1-2. registration system of utility model

(the license can be obtained in about 3 months after application)

The protection period of utility model starts from the date of registration to the date of "1 years from the date of application".

1-3, design

South Korea adopts a parallel method of design examination and registration system and design without examination and registration system for some specific items.

Objects for which the design has not been examined

-B1 (clothes);

-C1 (sheets, floor mats, curtains);

-F3 (office paper, printed matter)

-F4 (wrapping paper, packaging container)

-M1 (textiles, etc.)

The patent right of design occurs at the time of authorization registration and ends 15 years from the date of registration.

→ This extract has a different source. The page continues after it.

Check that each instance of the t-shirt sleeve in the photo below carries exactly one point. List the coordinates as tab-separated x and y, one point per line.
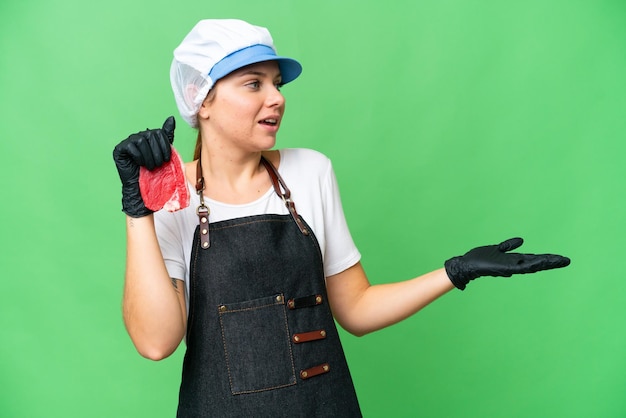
170	241
340	252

Section VI Application for Hong Kong Patents

1, Patent System

1-1, Patents Ordinance and Registered Designs Ordinance

According to the new Patents Ordinance of Hong Kong, the patent system in Hong Kong includes "standard patents" and "short-term patents", which roughly correspond to invention patents and utility model patents in China.

1-2. Standard patent

A standard patent refers to an invention patent that is examined and granted by a designated patent office and then registered and granted in Hong Kong. There are two stages to obtain a standard patent: the first stage: application record; Stage 2: Request for registration and authorization.

1-2-1. Application record

In the first stage, an application for a patent for invention filed with a designated patent office must be filed with the Intellectual Property Department of Hong Kong within six months after it is published by the designated office.

1-2-2. Request for registration and authorization

In the second stage, after the recorded and published application is authorized by the designated office, it shall request the Hong Kong Intellectual Property Department for registration and authorization within six months after the authorization by the designated office. The protection period of a standard patent is 2 years from the application of the original designated patent.

1-3. Short-term patents

Short-term patents are directly accepted by the Intellectual Property Department of Hong Kong, and will be authorized after passing the formal examination. However, when applying for a short-term patent, a search report issued by the designated patent office must be submitted. The term of short-term patent is 4 years from the date of application or priority, and can be extended for 4 years.

1-4. Designs

Designs are protected in Hong Kong through the Registered Designs Ordinance. The Intellectual Property Department of Hong Kong directly accepts design applications and authorizes them without substantive examination. The application for design registration can enjoy the priority of the earlier application. The protection of a design shall be five years from the date of application or the priority date, and it may be renewed for four times, with each renewal lasting for five years, with a maximum protection of 25 years.

Section 7 Application for Taiwan Province patent

1. Application type

Invention patent: A request for real trial is filed within 3 years from the date of application, and the patent right is valid for 2 years from the date of application;

new patent (utility model): formal examination, and the patent right is valid for 1 years from the date of application;

New-style patent (design): registration system, and the patent right is valid for 12 years from the date of application

Chapter III Documents to be signed or provided when applying for an international patent

1. Power of attorney and entrustment contract

2. A list of entrustment, including the following information: the name and address of the applicant (in Chinese and English); Name and address of the inventor (in Chinese and English); The category of the patent to be applied; Apply for the country; The date and number of the original application and the category of the patent application; Whether priority is required; Whether to submit a substantive examination request at the same time as the application, etc.

3. the request, acceptance notice and original patent application documents (including descriptions, claims, drawings and abstracts) of the original patent application in China.

4. Existing technical data (patent documents, scientific and technological documents closely related to the invention known by the applicant, etc.).